Hillier himself is perfectly courteous in one-on-one communications. And I’ve heard of at least one neighborhood that’s as happy with his work as the folks with the website are displeased.
Mostowfi, I should also acknowledge, promptly answered an inquiry from me last spring. (I had asked him about a bizarre new curb extension at the Le Conte/Hearst intersection that dangerously blocks bicyclists’ paths. He couldn’t explain to me why he’d built the thing, but I appreciated his taking the time to try.)
Overall, Berkeley transportation management didn’t used to be such a black box. One of Hillier’s predecessors, Jeff Knowles, actively engaged the community. He wrote newspaper commentaries offering the public a menu of traffic-management options, and invited our responses.
So if we assume that good people are now producing disappointing results, the question is: why?
One theory is that the Transportation Office’s recent snafus and stonewalling reflect higher officials’ lapses in exercising real oversight. Back when Knowles was polling the public about how to manage everyone else’s cars, we still had real debates on the City Council and its advisory commissions.
That was when commissions held wide-open public workshops (not hand-picked “task forces”), and welcomed members of the public to participate as equals. Zelda Bronstein’s Planning Commission even transformed the city’s General Plan revision from a cloistered staff function into a remarkable citywide exercise in participatory democracy.
Now, under Mayor Bates, public meetings tend to be short and collegial. Because they’re meaningless—all the real decisions have been made ahead of time, in private. And because commissions are stacked with compliant yes-people.
The message from City Hall now is: Trust us to run things from the top down, because we’re experts.
Except they’re not, and we can’t. Just ask the Telegraph merchants whose customers can hardly park, because 22 parking spaces evaporated. Or the Ashby BART neighbors who almost ended up with a megadevelopment made to order for a few well-connected boosters.
On the whole, Berkeley’s government runs uncommonly well at the staff level. But it ran best when there was scrappy argument, and public clamor, at the elected and commission levels—and two uncoopted factions kept a vigilant eye on each other.
A second theory is that Berkeley’s current transportation problems are rooted deeper and further back. Until a staff reorganization midway through Shirley Dean’s mayoralty, transportation management was itself productively divided. There were transportation planners in the Advance Planning department, and an independent Traffic Engineer’s office.
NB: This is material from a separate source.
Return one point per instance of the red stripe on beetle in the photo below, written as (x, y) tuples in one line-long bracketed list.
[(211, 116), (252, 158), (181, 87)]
That separation of powers actually served the public well. The planners would promote all the latest fads about how to inhibit the movement of vehicles with more than two wheels. The traffic engineer would often push back, arguing for the mobility of vehicles with four or more wheels. (Fire engines, for example, have a whole bunch.)
They’d often argue to a compromise. The result was a city where it was very easy for me to ride my bike, but where cars, buses, and ambulances still sort of moved.
Maybe merging those two constituencies into a single office was inherently a mistake. Perhaps senior planners are best at supervising planners, and senior traffic engineers are most authoritative at supervising traffic engineers.
Merging the two cultures may have squelched worthwhile professional debate that would otherwise be out in public. Out, for example, in the form of healthily conflicting recommendations to the Council and its commissions. Call the merger Berkeley’s counterpart to burying FEMA under, um, “Homeland Security.”
In any case, transportation issues rile Berkeley residents as much as anything does. How those issues get managed shouldn’t be a mystery.
In this election season, you might hope that everyone in city government—from top electeds down to crews on the street—might recognize the merit of letting more sunlight flow into and out of the Transportation Office.
Michael Katz served on the Berkeley Traffic Commission. For one meeting. It was great.